Pazar günü havanın olanca sıcaklığıyla ve içimdeki can sıkıntısıyla evde bir süre boşladım, sonra annemi ve kardeşimi aldım akşamüstü, okula gittik. Annem bayılır bizim okula (annem ve gören herkes, evet). Bizim okul tenhayken daha bir dünya güzeli oluyor.
Oturduk manzarada bir süre, annem benim aşağı düşeceğimden korktu bir miktar. Oysa ki ben o çitleri Kaan'la birlikte zorlamadıysam, şimdi de düşmeyeceğime güvenim tam. Zaten banklar doluydu, oturacak yer de yoktu başka...
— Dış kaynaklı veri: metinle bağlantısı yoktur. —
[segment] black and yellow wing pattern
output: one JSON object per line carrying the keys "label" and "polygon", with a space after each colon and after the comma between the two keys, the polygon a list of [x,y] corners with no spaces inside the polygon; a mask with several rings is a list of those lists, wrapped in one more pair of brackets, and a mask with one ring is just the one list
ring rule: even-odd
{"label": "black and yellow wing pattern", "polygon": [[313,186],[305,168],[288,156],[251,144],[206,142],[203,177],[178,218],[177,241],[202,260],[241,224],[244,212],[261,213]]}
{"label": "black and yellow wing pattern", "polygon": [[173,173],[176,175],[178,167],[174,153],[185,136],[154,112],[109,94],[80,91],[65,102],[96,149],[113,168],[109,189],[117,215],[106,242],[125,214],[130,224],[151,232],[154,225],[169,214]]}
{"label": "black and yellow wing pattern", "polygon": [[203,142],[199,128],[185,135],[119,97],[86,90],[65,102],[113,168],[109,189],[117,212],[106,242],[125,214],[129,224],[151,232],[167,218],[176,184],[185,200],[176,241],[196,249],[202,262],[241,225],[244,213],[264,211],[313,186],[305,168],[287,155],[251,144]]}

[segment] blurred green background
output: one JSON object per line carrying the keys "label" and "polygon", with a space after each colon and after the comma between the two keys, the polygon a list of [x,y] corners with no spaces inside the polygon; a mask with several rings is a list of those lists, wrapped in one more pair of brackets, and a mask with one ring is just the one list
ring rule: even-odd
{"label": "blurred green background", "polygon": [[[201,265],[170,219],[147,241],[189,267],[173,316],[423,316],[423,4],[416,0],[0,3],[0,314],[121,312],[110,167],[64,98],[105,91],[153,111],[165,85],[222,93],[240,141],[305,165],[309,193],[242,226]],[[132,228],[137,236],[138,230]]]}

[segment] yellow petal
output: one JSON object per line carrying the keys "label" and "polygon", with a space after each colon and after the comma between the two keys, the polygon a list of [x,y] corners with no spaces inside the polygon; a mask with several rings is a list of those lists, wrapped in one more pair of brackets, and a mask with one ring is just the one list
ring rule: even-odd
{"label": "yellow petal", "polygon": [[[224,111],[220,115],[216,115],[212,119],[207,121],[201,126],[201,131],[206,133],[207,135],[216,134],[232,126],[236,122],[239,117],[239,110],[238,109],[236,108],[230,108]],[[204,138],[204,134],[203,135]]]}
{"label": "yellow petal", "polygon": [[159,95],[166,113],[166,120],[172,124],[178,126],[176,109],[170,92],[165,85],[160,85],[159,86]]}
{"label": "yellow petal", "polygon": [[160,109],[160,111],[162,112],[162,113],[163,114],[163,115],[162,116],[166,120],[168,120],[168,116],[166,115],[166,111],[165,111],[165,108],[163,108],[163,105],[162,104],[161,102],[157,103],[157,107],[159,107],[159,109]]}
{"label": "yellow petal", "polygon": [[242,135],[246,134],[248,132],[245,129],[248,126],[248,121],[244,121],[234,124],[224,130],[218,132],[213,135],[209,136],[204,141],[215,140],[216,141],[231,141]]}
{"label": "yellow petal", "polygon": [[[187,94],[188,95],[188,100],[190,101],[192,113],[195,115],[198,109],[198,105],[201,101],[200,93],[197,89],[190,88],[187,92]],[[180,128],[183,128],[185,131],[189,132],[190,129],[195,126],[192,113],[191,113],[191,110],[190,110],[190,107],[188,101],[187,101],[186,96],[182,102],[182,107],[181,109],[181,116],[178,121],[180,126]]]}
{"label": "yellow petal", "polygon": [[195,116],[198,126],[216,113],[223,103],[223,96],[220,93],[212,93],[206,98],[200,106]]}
Sonra benim çok uykum geldi; şöyle dolaşa dolaşa meydana çıktık ("meydana çıkmak" da ilginçmiş; manzaradan meydana çıkan birinin önce başı, sonra gövdesi meydana çıkar, diyebilir miyiz?), ben dayanamıyorum yatıyorum ahanda buraya dedim. Anneme bir bank bulup eline Küçük Kara Balık'ı verdik, kardeşle uzandık çimlere, ben yüzükoyun, o sırtüstü. Ben sırtüstü uyuyamam ki!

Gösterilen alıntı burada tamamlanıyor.